This hasn't been an issue so far this year. Part of the reason that the economy hasn't suffered as badly as it might have, is because the cost of living has been falling for many people. If you kept hold of your job, and you have a home loan and a car or two, then your disposable income probably rose in 2009. Your salary may not have budged much, but petrol prices came down sharply, as did home loan costs for many people.
But that's all in the past now. Home loan costs have fallen by as much as they're going to. From here the only way is up. And petrol prices, despite what seems to be an indisputable glut of oil on the market, are a lot higher now than at the start of the year.
On top of that, other little costs are ticking higher. The price of both house and car insurance is rising again. And in sectors where companies are facing fewer competitors or have managed to slash back capacity – such as household furnishings, or air travel – prices are edging higher too.
To me this all points in one direction – a double-dip recession. As consumers start to see their costs rising again, they'll have to trim spending harder. That in turn will make it harder for companies to raise prices, which will probably help to keep a lid on inflation for now, but will hurt their profit margins. It's called 'stagflation', and it's not very pleasant.
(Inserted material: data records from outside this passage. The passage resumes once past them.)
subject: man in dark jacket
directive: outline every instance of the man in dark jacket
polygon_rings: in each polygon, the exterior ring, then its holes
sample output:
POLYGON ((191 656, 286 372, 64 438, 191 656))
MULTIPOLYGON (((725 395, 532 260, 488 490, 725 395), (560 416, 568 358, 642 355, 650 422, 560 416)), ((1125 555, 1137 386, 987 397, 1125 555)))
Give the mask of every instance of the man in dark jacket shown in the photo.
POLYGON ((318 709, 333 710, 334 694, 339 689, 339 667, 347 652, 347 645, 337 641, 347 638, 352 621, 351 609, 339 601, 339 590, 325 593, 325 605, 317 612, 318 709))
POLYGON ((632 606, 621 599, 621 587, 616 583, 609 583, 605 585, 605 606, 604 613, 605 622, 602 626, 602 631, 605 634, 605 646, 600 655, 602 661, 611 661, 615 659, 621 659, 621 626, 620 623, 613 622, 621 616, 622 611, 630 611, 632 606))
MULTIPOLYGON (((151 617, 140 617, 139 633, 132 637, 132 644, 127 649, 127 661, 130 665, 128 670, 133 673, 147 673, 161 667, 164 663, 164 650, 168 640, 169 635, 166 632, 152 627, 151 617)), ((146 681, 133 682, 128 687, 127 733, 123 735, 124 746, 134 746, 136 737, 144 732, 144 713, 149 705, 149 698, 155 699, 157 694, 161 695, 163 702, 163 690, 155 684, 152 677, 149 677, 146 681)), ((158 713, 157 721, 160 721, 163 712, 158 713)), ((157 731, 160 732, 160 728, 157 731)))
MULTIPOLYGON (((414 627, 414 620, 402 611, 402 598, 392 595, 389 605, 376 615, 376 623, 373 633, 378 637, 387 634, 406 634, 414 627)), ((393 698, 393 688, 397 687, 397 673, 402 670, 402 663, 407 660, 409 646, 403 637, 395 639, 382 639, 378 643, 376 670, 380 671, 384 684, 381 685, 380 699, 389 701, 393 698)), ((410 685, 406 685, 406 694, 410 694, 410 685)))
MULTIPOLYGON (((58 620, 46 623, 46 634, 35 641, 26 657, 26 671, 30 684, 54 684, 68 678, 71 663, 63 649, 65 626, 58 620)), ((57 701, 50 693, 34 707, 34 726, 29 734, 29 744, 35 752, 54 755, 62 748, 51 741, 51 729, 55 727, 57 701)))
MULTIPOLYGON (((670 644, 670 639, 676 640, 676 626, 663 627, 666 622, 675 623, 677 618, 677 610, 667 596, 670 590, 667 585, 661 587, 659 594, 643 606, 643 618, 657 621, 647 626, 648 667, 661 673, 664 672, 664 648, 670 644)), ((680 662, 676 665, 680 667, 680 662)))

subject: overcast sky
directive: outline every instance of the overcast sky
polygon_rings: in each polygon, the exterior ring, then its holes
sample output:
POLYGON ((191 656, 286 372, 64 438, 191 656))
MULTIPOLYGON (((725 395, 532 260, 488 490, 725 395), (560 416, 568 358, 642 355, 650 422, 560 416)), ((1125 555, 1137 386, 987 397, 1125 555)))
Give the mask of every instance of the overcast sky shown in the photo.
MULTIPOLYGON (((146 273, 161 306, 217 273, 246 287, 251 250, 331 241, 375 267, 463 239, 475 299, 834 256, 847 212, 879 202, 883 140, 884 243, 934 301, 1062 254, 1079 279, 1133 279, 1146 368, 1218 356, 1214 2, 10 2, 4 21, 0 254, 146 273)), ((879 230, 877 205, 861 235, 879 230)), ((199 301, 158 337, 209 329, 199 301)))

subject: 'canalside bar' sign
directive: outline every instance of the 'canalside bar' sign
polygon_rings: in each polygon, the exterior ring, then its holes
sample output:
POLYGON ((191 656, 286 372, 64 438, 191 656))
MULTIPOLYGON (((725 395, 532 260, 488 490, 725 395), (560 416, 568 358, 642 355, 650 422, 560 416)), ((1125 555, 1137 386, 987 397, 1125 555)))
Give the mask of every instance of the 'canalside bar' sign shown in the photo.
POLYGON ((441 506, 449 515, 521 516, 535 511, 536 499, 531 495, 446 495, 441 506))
How to protect yourself from rising prices
Meanwhile, the Bank of England will be keeping interest rates as low as it can for as long as possible. So savers are really going to feel the pain – on the one hand they'll be stuck with higher costs, and on the other they'll have dreadful returns on their savings. So it's more important than ever that you make sure your savings account is paying you the best rate. For more on this, and other personal finance matters, you should sign up for my colleague Ruth Jackson's free weekly personal finance email, MoneyWeek Saver if you haven't already. And for Ruth's latest piece on savings rates, have a look here: The best one-year savings product.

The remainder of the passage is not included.